Treating the whole patient — both mind and body — in a well-coordinated system has become essential to health care’s mission. But integrating behavioral health into every aspect of patient care and coordinating and connecting with community resources across all points in the care continuum often prove challenging, research shows.
This helps to explain why only about half of hospitals routinely integrate behavioral health into emergency and acute inpatient services, and why even fewer hospitals do so in primary (38%) or extended care (17%), according to 2018 AHA Annual Survey data (based on 2017 operations).
This lack of integration results in a more fragmented, higher-cost delivery system, with fewer access points for behavioral health patients. Yet, things are changing rapidly as hospitals and health systems are making a concerted effort to create a single system of care for physical and behavioral health.
To accelerate progress, hospitals and health systems will need to make this a clinical and organizational priority. Health care executives must help lead this effort by ensuring that behavioral health services are part of their organizational mission and values, notes a new Market Insights report from the AHA Center for Health Innovation.
Report highlights include:
- A behavioral health pathway matrix providing a framework to assess integration level and capabilities in areas like provider network management, case management, patient experience and community partnerships.
- Case studies and models for how providers can improve the availability and coordination of behavioral health services in the emergency department, in inpatient and outpatient care and by extending access and care into the community.

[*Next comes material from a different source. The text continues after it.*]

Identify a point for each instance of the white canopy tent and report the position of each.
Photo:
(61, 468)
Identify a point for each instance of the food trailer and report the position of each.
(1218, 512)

- (New Tool) “Behavioral Health Integration Assessment: 26 Questions for Leadership Teams” – available exclusively to AHA members.
On the ED/inpatient side, for example, providers can make behavioral health assessments routine for all patients, either directly or through telemedicine services, and have appropriate processes in place for referral and treatment if needed. Electronic health record systems can be used to prompt clinicians to assess all patients for behavioral health issues and to ensure that the information gathered is shared with and addressed by all providers.
Provider organizations also can teach primary care physicians how to effectively use screening and assessment tools and educate them on what to do with the information. In addition, hospitals and health systems need to establish a continuum of services to which patients can be referred.
The AHA’s 2019 TrendWatch cites research that indicates integration can reduce the total cost of care and lead to better outcomes — essential components of succeeding in value-based care models.
5 Ways to Optimize Integrated Care
The report also urges health care organizations to leverage technology more effectively in care delivery and provides the following key insights for scaling and optimizing integrated care models:
- Start small: Don’t try to integrate behavioral health into the entire care continuum all at once.
- Leverage technology: Use technology to distribute your limited behavioral health resources more efficiently and equitably through telehealth and virtual consults.
- Collaborate smarter: Use electronic health information exchange and care management software to improve collaboration, handoffs and transitions in care.
- Get wise to patient apps: Familiarize caregivers with the growing number of consumer-facing behavioral health applications patients use, and help them use digital health tools, when appropriate, to manage their conditions.
- Stress transformation: Measure the effects of behavioral health integration on key clinical, operational and financial performance indicators to show continuous improvement. Stress to your team that the real goal is transforming care delivery.